Learning to Fuse: A Deep Learning Approach to Visual-Inertial Camera Pose Estimation

Learning to Fuse: A Deep Learning Approach to Visual-Inertial Camera Pose Estimation
Jason Raphael Rambach, Aditya Tewari, Alain Pagani, Didier Stricker
IEEE International Symposium on Mixed and Augmented Reality (ISMAR-2016), September 19-23, Merida, Mexico

Abstract:
Camera pose estimation is the cornerstone of Augmented Reality applications. Pose tracking based on camera images exclusively has been shown to be sensitive to motion blur, occlusions, and illumination changes. Thus, a lot of work has been conducted over the last years on visual-inertial pose tracking using acceleration and angular velocity measurements from inertial sensors in order to improve the visual tracking.
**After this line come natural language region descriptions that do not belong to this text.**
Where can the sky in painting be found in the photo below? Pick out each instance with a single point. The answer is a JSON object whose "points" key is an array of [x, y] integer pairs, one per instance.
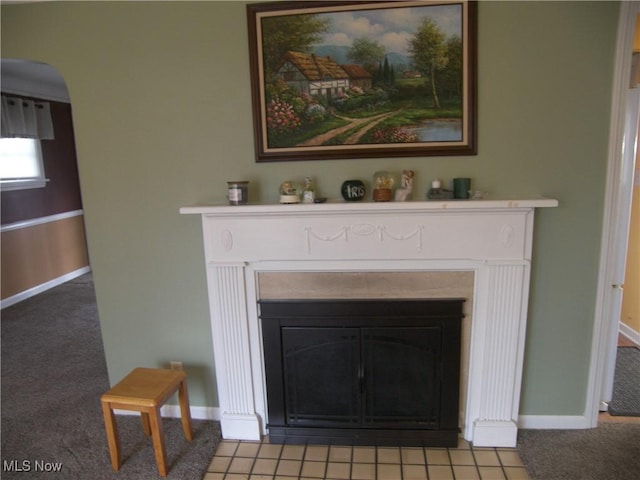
{"points": [[391, 27]]}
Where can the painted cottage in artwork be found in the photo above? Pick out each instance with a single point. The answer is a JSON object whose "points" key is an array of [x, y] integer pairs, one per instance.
{"points": [[313, 75]]}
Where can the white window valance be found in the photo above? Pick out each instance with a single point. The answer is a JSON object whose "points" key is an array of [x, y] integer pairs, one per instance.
{"points": [[24, 118]]}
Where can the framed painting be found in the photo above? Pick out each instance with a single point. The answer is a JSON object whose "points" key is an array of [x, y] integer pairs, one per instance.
{"points": [[353, 79]]}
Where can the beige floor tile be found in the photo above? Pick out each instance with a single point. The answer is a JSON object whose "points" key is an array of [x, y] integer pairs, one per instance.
{"points": [[487, 458], [515, 473], [236, 476], [289, 468], [340, 454], [437, 457], [292, 452], [269, 451], [461, 457], [491, 473], [226, 448], [510, 458], [313, 469], [338, 471], [247, 449], [219, 464], [388, 455], [413, 456], [213, 476], [414, 472], [388, 471], [440, 472], [466, 472], [463, 444], [364, 455], [363, 471], [265, 466], [317, 453], [240, 465]]}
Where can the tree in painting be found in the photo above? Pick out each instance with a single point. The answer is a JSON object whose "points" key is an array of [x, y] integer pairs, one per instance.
{"points": [[429, 53]]}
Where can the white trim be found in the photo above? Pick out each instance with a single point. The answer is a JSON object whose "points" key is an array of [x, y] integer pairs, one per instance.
{"points": [[629, 333], [554, 422], [173, 411], [40, 220], [603, 328], [7, 302], [22, 184]]}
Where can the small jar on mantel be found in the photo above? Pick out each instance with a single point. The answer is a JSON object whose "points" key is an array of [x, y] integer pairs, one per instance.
{"points": [[382, 186]]}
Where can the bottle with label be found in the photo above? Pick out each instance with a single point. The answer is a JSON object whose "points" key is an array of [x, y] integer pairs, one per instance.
{"points": [[435, 192], [308, 194]]}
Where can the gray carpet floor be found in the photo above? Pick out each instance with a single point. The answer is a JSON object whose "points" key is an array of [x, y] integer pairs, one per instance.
{"points": [[53, 374], [609, 452], [626, 387]]}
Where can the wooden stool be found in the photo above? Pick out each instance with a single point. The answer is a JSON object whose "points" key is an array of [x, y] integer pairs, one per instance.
{"points": [[145, 390]]}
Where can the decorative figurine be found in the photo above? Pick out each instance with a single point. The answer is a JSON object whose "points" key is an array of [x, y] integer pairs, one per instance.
{"points": [[308, 194], [403, 193], [353, 190], [289, 192], [382, 186]]}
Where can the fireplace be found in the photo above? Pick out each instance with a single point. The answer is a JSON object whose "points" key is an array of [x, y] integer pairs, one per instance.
{"points": [[488, 240], [362, 372]]}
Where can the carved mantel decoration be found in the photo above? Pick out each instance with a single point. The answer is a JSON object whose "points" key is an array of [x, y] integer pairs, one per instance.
{"points": [[490, 238]]}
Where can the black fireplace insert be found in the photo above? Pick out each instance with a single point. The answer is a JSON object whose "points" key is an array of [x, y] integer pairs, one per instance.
{"points": [[363, 372]]}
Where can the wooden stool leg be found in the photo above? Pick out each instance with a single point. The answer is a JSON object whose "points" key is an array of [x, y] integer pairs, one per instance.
{"points": [[158, 440], [185, 412], [112, 435], [146, 428]]}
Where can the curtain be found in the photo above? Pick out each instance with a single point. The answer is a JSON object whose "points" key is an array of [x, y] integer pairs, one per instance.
{"points": [[25, 118]]}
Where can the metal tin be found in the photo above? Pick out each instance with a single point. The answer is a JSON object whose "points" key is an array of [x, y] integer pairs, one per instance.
{"points": [[238, 192]]}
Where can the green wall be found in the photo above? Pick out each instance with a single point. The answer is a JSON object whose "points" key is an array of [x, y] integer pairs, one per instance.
{"points": [[162, 112]]}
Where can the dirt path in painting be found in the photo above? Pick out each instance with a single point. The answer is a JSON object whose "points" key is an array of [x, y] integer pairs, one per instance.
{"points": [[366, 124]]}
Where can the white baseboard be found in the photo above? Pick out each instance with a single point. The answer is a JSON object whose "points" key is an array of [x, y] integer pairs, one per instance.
{"points": [[173, 411], [554, 422], [629, 333], [18, 297]]}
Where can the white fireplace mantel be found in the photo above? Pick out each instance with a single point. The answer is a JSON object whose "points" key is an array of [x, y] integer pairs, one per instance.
{"points": [[492, 238]]}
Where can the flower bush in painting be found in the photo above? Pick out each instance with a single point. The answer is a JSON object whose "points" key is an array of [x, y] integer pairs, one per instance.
{"points": [[393, 135], [281, 117]]}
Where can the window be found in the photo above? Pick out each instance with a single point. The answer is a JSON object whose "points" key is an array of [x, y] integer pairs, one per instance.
{"points": [[21, 164]]}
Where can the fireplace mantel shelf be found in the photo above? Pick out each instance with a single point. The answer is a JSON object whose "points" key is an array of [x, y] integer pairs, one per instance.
{"points": [[490, 238], [342, 207]]}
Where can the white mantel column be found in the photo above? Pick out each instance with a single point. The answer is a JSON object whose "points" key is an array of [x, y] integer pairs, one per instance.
{"points": [[230, 330], [500, 343]]}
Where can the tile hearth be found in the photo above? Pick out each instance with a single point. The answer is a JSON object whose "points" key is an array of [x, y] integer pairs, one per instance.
{"points": [[248, 460]]}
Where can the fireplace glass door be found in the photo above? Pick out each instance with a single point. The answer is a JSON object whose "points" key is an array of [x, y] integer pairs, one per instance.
{"points": [[362, 371]]}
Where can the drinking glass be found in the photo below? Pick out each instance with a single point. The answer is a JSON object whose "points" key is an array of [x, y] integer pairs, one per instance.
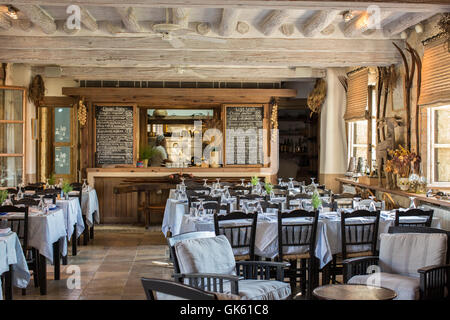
{"points": [[412, 204], [372, 206]]}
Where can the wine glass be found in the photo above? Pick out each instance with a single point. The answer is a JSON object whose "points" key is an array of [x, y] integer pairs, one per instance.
{"points": [[412, 204]]}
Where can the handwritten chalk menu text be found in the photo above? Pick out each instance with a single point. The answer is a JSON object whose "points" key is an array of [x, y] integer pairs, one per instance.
{"points": [[114, 135], [244, 135]]}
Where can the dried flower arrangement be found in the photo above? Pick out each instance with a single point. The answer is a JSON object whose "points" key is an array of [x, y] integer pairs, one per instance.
{"points": [[36, 90], [402, 161], [317, 96]]}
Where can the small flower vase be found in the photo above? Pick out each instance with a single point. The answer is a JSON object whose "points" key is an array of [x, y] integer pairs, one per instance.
{"points": [[403, 183]]}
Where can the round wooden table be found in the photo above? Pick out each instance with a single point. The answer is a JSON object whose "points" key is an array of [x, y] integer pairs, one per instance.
{"points": [[353, 292]]}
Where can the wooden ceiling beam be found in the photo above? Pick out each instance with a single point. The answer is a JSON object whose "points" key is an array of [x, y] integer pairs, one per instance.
{"points": [[229, 21], [129, 19], [156, 44], [273, 21], [39, 17], [318, 22], [399, 5], [405, 21], [140, 58]]}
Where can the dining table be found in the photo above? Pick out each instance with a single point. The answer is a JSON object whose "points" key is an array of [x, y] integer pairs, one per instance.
{"points": [[46, 233], [13, 262]]}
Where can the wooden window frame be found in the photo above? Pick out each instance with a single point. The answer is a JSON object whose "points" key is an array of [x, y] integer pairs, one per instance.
{"points": [[24, 129], [432, 146]]}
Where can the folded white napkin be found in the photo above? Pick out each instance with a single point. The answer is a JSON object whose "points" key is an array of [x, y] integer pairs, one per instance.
{"points": [[5, 231]]}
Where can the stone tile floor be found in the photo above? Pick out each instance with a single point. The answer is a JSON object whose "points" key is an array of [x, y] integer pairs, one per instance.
{"points": [[110, 267]]}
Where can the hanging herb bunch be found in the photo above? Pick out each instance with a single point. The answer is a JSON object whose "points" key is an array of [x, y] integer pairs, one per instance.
{"points": [[82, 113], [317, 96], [36, 90]]}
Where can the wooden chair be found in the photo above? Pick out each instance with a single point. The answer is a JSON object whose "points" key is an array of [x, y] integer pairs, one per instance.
{"points": [[241, 236], [364, 235], [428, 214], [300, 237], [235, 277], [430, 281], [154, 286], [19, 225]]}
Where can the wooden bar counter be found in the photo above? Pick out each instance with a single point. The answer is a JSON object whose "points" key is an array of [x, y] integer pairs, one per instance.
{"points": [[124, 207]]}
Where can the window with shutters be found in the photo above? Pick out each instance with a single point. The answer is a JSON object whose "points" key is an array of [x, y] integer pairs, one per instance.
{"points": [[439, 145]]}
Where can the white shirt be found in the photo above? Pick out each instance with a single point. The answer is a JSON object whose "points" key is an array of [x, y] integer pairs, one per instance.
{"points": [[159, 157]]}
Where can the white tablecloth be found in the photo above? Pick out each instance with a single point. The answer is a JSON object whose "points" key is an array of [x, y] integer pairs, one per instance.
{"points": [[11, 253], [44, 230], [72, 215], [328, 241]]}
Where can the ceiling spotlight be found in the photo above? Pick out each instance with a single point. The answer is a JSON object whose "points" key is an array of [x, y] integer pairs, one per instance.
{"points": [[348, 15], [419, 28], [12, 12]]}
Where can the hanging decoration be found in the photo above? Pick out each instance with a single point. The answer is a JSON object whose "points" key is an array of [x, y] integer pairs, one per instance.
{"points": [[317, 96], [36, 90], [82, 113]]}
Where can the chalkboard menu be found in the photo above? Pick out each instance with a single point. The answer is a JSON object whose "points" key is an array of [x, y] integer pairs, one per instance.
{"points": [[244, 135], [114, 135]]}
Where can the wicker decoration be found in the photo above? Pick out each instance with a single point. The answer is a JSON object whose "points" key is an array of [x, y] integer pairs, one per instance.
{"points": [[36, 90], [274, 121], [317, 96], [82, 113]]}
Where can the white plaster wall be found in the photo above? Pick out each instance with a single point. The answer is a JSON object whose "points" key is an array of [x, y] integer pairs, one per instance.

Most proposed systems use statistical filtering techniques to approach the sensor fusion problem, that require complex system modelling and calibrations in order to perform adequately. In this work we present a novel approach to sensor fusion using a deep learning method to learn the relation between camera poses and inertial sensor measurements. A long short-term memory model (LSTM) is trained to provide an estimate of the current pose based on previous poses and inertial measurements. This estimate is then appropriately combined with the output of a visual tracking system using a linear Kalman Filter to provide a robust final pose estimate. Our experimental results confirm the applicability and tracking performance improvement gained from the proposed sensor fusion system.
Keywords:
Sensor Fusion, tracking, deep learning